Decomposing polynomials into products

A polynomial, or polynomial, can be decomposed into a product of polynomials. Let's imagine we have a polynomial

$$P_n(x)=a_nx^n + a_{n-1}x^{n-1}+\ldots+a_1x^1+a_0x^0,$$

The constant n denotes the degree of the polynomial, that is, the highest exponent found in the polynomial that does not have a zero coefficient. For example, the polynomial x³ − 4x² − 5x would have degree 3. All other exponents are either lower (exponents 2 and 1) or have a zero coefficient. Now we can say that if we find a root k of our polynomial, then there is another polynomial Q_{n − 1}(x), which is a degree less and

$$P_n(x)=(x-k)\cdot Q_{n-1}(x).$$

This sounds complicated, but effectively it says that if we know the root of the polynomial P_n(x), we are able to find another polynomial Q_{n − 1}(x), which when multiplied by the expression (x − k), we get the original polynomial P_n(x), with the polynomial Q_{n − 1}(x) being one degree smaller than the polynomial P_n(x). When we look at our polynomial P₃(x) = x³ − 4x² − 5x, we see that one of the roots of the polynomial is the number k₁ = 0 (because if we substitute zero after x in the polynomial, the whole expression is equal to zero). And so it must be true that there exists a polynomial Q₂(x) such that

$$P_3(x)=(x-0)\cdot Q_2(x)$$

Here we'll keep it simple, because x − 0 is obviously equal to x and so we get the equation:

$$P_3(x)=x\cdot Q_2(x)$$

From the original polynomial P₃(x) we just need to extract x and we get our new polynomial Q₂(x):

$$P_3(x)=x\cdot (x^2-4x-5)$$

This is the first decomposition of the polynomial into a product.

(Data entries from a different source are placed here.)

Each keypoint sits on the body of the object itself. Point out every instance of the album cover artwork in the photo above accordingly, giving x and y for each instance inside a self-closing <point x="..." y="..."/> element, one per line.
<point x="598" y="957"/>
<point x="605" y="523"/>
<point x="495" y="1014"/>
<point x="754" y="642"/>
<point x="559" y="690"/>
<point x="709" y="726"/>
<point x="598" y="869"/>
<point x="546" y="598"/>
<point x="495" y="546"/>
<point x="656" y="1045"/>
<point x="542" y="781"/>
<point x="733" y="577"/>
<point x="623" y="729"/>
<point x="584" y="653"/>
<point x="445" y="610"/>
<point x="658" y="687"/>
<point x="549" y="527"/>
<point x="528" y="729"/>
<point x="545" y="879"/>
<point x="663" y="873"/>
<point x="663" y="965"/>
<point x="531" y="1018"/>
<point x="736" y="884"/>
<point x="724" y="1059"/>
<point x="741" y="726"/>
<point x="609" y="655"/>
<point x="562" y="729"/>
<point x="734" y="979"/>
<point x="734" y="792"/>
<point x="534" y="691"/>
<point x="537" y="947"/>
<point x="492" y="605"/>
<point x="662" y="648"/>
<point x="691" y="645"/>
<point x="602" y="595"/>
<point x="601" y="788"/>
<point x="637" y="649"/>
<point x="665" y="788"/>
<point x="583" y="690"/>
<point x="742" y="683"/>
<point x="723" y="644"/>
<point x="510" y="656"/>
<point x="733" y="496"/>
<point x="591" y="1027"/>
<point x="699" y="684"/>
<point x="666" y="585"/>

We were able to decompose the original polynomial x³ − 4x² − 5x into the product (x − 0) times x² − 4x − 5, which is a polynomial of lower degree. But we can again decompose this polynomial x² − 4x − 5 further. If we solve the quadratic equation

$$x^2-4x-5=0$$

we find that the roots of this equation are the numbers k₂ = 5 and k₃ = −1. We should therefore be able to find a polynomial Q₁(x) such that

$$Q_2(x)=(x-5)\cdot Q_1(x)$$

Finding the polynomial Q₁(x) is not quite so easy, we can help ourselves by dividing polynomials for example. This will show that the resulting polynomial is Q₁(x) = x + 1, so we can write

$$x^2-4x-5=(x-5)\cdot(x+1)$$

The full original polynomial P₃(x) is equal to:

$$P(x)=x\cdot(x-5)\cdot(x+1)$$

If we decompose the whole polynomial in this way, we are able to read the individual roots nicely. If any of the terms in the product is equal to zero, the whole expression will be equal to zero. Therefore, it is clear from the notation that the roots of the polynomial are just the numbers k₁ = 0, k₂ = 5 and k₃ = −1.